Entering the 16-bit Era
I've been adding support for the 8086 CPU to MartyPC, and looking ahead to eventual support for the 286. The biggest fundamental change coming from the 8088 is that the data bus width on these CPUs expands from 8 bits to 16.
This ends up being a bit more complicated than I originally anticipated, but I've come to learn some interesting things about how Intel implemented the 16-bit data bus that explains some things that were long-standing mysteries to me, such as the reason for memory alignment penalties.
In this article, we'll explore schematics for the IBM 5170, better known as the IBM AT. This model was arguably IBM’s most influential computer, as it established the eponymous AT standard that shaped the PC-compatible market - setting it on an evolutionary path that modern PCs continue to follow.
Memory Alignment And You
Modern Intel and AMD CPUs have minimal memory alignment requirements¹. Any remaining penalties for "unaligned" reads are somewhat complex and obscure interactions with the processors' cache lines that most programmers will never need to think about. But if we dial back the clock to 1982, memory alignment was a critically important consideration when writing code for Intel CPUs.
The 8086 and 286 CPUs took twice as long to access 16-bit words at odd addresses than at even ones.
It's often described as a penalty, but it's not like the system is trying to punish you. The fact is the 8086 and 286 are actually incapable of reading words at odd addresses. When you request to read a word at an odd address, the CPU is forced to split your request up into two byte-sized requests. One bus cycle becomes two, wait states may be duplicated, and if this happens frequently in a tight loop, a significant performance decrease can occur.
But what's so special about odd addresses? An address is an address, right? Doesn't an address just go out onto the bus, and we read what is put on the data bus in turn?
To fully understand, it helps to take a glance at a 5170 motherboard. For simplicity, we'll consider the latest revision:
These are 256Kb DRAM modules - each chip stores 1 retrievable bit at 256K memory addresses. Notice there are 18 of these chips. Two of the chips provide 1 bit of parity each - so we're looking at 16 bits of data that can be addressed at once.

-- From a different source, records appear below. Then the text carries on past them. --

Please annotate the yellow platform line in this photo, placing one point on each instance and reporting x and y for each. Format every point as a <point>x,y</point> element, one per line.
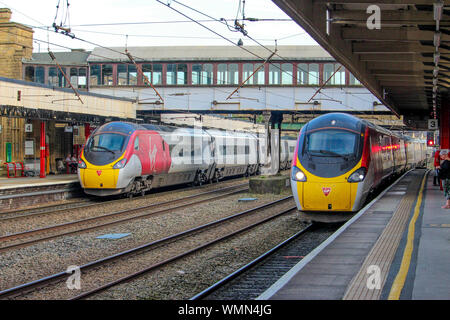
<point>400,279</point>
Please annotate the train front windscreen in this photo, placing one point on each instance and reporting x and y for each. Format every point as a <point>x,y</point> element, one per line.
<point>330,152</point>
<point>105,148</point>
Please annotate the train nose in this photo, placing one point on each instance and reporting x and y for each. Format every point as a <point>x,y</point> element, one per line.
<point>100,178</point>
<point>319,196</point>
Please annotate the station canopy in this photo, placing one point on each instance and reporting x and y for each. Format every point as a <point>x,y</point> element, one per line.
<point>399,49</point>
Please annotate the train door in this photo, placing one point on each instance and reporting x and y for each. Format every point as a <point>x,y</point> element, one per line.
<point>376,157</point>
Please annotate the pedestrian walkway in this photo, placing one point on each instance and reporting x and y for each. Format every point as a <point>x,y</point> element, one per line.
<point>398,248</point>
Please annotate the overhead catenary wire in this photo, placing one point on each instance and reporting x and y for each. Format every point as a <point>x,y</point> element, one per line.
<point>123,53</point>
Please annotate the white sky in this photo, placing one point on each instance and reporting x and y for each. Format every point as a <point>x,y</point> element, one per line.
<point>83,12</point>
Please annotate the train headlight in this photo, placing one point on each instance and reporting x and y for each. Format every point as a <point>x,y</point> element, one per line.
<point>81,164</point>
<point>120,164</point>
<point>358,175</point>
<point>297,174</point>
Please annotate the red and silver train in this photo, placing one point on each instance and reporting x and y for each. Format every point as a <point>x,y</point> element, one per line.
<point>129,158</point>
<point>339,159</point>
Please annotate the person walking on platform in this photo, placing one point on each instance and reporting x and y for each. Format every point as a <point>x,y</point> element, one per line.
<point>444,175</point>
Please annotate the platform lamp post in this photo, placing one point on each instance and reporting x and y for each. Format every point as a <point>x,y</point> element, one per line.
<point>42,157</point>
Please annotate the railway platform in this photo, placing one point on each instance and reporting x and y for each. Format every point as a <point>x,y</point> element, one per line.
<point>23,192</point>
<point>396,248</point>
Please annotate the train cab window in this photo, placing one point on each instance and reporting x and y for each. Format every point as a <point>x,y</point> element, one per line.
<point>107,142</point>
<point>107,75</point>
<point>331,143</point>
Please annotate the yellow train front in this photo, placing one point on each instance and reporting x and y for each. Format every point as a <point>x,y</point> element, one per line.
<point>332,172</point>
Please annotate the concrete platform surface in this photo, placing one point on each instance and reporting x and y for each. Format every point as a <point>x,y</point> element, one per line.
<point>398,248</point>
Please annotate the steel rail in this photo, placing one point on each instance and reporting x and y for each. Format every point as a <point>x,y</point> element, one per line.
<point>63,226</point>
<point>219,284</point>
<point>26,287</point>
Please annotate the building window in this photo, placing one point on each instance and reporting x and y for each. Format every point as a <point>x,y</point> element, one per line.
<point>222,74</point>
<point>176,74</point>
<point>353,81</point>
<point>233,73</point>
<point>95,75</point>
<point>39,75</point>
<point>73,76</point>
<point>258,78</point>
<point>132,75</point>
<point>107,75</point>
<point>157,74</point>
<point>302,74</point>
<point>35,74</point>
<point>202,74</point>
<point>227,73</point>
<point>52,77</point>
<point>147,72</point>
<point>328,69</point>
<point>82,76</point>
<point>122,74</point>
<point>313,74</point>
<point>286,73</point>
<point>29,73</point>
<point>247,70</point>
<point>153,73</point>
<point>338,78</point>
<point>274,74</point>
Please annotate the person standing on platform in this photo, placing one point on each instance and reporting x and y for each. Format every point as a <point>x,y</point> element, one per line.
<point>444,175</point>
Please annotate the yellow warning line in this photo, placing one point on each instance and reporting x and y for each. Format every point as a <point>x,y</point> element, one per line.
<point>400,279</point>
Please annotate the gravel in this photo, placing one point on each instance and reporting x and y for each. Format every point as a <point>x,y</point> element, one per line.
<point>42,259</point>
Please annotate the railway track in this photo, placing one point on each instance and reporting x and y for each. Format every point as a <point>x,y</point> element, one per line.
<point>84,203</point>
<point>251,280</point>
<point>155,254</point>
<point>26,238</point>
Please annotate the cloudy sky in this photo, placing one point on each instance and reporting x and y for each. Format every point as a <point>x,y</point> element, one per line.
<point>113,23</point>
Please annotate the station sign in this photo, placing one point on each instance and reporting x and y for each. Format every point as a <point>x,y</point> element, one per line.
<point>433,124</point>
<point>28,127</point>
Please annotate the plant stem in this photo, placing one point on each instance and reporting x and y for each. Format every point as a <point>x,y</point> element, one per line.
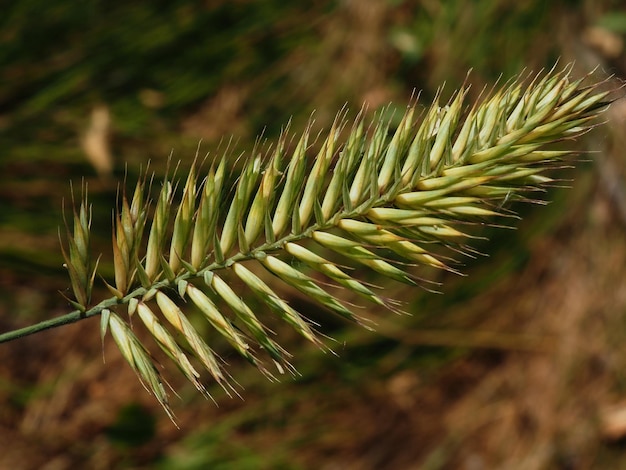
<point>71,317</point>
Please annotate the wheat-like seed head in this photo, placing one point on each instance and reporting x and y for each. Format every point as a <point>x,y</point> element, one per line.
<point>363,198</point>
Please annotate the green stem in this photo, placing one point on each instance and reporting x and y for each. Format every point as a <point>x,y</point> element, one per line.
<point>71,317</point>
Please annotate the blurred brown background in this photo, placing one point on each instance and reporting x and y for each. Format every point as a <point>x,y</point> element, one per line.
<point>520,365</point>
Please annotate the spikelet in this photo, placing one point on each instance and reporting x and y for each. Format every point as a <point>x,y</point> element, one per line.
<point>364,200</point>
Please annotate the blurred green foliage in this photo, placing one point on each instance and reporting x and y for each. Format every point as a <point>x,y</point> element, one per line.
<point>155,63</point>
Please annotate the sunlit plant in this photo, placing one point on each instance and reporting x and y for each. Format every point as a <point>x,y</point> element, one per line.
<point>382,200</point>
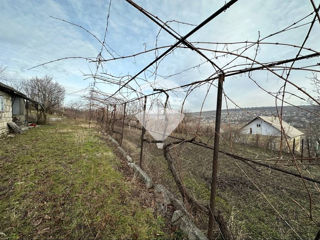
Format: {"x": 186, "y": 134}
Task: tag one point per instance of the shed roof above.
{"x": 289, "y": 130}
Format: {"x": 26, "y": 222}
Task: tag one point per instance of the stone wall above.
{"x": 6, "y": 115}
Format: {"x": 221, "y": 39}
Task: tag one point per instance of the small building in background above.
{"x": 266, "y": 131}
{"x": 14, "y": 107}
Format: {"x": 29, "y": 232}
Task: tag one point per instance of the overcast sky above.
{"x": 29, "y": 36}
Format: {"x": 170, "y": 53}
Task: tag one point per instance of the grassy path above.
{"x": 60, "y": 182}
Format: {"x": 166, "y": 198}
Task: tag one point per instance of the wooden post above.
{"x": 107, "y": 120}
{"x": 143, "y": 131}
{"x": 294, "y": 146}
{"x": 113, "y": 118}
{"x": 124, "y": 115}
{"x": 215, "y": 157}
{"x": 302, "y": 143}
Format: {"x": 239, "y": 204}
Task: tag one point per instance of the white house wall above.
{"x": 6, "y": 115}
{"x": 264, "y": 129}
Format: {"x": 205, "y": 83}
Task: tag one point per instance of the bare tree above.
{"x": 45, "y": 91}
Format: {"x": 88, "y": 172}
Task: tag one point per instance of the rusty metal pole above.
{"x": 124, "y": 115}
{"x": 143, "y": 131}
{"x": 215, "y": 157}
{"x": 107, "y": 120}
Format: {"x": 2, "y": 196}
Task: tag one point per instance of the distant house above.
{"x": 13, "y": 107}
{"x": 270, "y": 126}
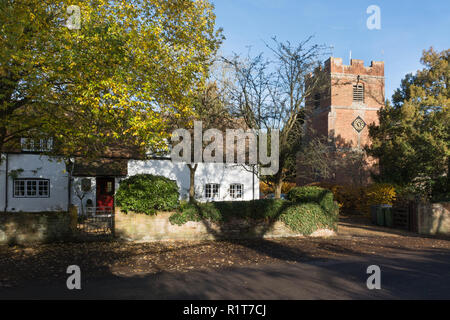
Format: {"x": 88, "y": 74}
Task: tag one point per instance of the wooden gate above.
{"x": 405, "y": 215}
{"x": 97, "y": 221}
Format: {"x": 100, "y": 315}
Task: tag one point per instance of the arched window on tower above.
{"x": 358, "y": 93}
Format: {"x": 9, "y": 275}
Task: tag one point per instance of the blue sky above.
{"x": 407, "y": 28}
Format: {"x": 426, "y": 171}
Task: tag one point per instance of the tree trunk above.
{"x": 192, "y": 169}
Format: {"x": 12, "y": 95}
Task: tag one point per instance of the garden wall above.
{"x": 434, "y": 218}
{"x": 141, "y": 227}
{"x": 21, "y": 228}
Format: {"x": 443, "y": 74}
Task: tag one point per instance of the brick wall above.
{"x": 22, "y": 228}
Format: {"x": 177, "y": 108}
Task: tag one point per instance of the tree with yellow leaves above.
{"x": 85, "y": 72}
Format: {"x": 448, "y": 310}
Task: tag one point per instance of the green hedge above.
{"x": 321, "y": 196}
{"x": 303, "y": 218}
{"x": 146, "y": 193}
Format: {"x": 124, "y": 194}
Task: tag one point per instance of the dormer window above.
{"x": 36, "y": 145}
{"x": 358, "y": 93}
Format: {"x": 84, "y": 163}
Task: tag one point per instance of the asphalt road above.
{"x": 407, "y": 275}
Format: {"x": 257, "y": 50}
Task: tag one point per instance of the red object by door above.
{"x": 105, "y": 193}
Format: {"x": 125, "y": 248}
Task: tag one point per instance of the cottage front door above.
{"x": 105, "y": 193}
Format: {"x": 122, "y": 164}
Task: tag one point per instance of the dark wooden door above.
{"x": 105, "y": 193}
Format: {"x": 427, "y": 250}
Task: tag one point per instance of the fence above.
{"x": 97, "y": 221}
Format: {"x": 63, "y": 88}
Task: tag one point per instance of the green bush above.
{"x": 304, "y": 218}
{"x": 146, "y": 193}
{"x": 321, "y": 196}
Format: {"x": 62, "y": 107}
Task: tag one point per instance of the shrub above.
{"x": 318, "y": 195}
{"x": 146, "y": 193}
{"x": 285, "y": 187}
{"x": 304, "y": 218}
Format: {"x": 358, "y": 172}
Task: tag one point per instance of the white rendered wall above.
{"x": 223, "y": 174}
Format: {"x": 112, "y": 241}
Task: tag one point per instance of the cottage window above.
{"x": 212, "y": 190}
{"x": 31, "y": 188}
{"x": 236, "y": 190}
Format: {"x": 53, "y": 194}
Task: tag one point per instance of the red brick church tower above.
{"x": 340, "y": 111}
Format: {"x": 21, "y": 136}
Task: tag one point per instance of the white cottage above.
{"x": 32, "y": 182}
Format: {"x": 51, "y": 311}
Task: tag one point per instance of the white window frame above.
{"x": 234, "y": 191}
{"x": 213, "y": 189}
{"x": 31, "y": 188}
{"x": 39, "y": 145}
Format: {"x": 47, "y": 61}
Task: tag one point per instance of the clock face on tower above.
{"x": 358, "y": 124}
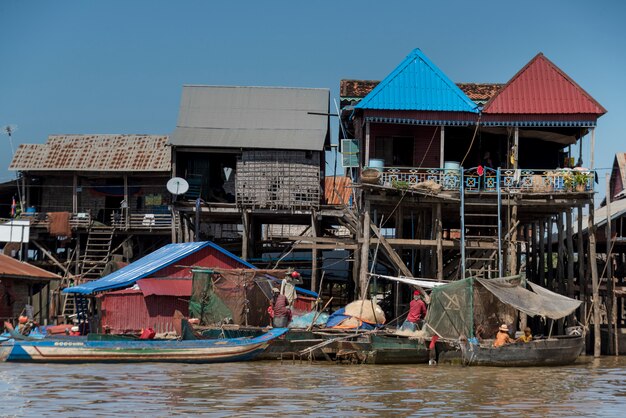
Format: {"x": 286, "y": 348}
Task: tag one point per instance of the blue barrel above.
{"x": 377, "y": 164}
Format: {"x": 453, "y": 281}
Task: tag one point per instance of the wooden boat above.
{"x": 370, "y": 347}
{"x": 554, "y": 351}
{"x": 68, "y": 350}
{"x": 461, "y": 310}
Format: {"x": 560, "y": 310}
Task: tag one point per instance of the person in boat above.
{"x": 503, "y": 337}
{"x": 417, "y": 313}
{"x": 280, "y": 312}
{"x": 287, "y": 286}
{"x": 526, "y": 338}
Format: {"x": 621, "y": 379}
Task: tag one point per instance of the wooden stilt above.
{"x": 439, "y": 238}
{"x": 365, "y": 248}
{"x": 597, "y": 347}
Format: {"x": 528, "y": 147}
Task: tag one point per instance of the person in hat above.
{"x": 280, "y": 309}
{"x": 526, "y": 338}
{"x": 417, "y": 313}
{"x": 287, "y": 286}
{"x": 503, "y": 337}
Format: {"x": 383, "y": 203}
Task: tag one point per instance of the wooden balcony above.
{"x": 486, "y": 180}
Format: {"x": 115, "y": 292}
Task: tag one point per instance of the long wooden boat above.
{"x": 554, "y": 351}
{"x": 68, "y": 350}
{"x": 371, "y": 347}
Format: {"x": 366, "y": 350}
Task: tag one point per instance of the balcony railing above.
{"x": 486, "y": 180}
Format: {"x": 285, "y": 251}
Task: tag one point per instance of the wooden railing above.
{"x": 485, "y": 179}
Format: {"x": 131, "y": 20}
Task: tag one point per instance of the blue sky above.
{"x": 118, "y": 66}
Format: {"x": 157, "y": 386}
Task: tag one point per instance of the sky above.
{"x": 118, "y": 66}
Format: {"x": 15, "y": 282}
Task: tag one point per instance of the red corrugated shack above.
{"x": 151, "y": 303}
{"x": 163, "y": 281}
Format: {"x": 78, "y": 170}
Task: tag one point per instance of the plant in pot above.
{"x": 581, "y": 179}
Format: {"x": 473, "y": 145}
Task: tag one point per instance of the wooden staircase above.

To simplify the addressing logic, IBM divides these chips into two, byte-size lanes, H and L. The lower byte of the data bus, D0-D7 is mapped to 8 of these chips, and the upper byte of the data bus, D8-D15, is mapped to the other 8.
 |
The data bus path from the IBM 5170 Technical Reference, March 1986 |
What's interesting though, is that A0 - the first address bit, isn't used to address the chips directly. Take a look at how the "MA" address lines are generated:
 |
Part of the 5170's address generation circuitry |
Address line 1 off the CPU becomes MA0. This essentially means that the 286 can only actually send even addresses to the memory banks!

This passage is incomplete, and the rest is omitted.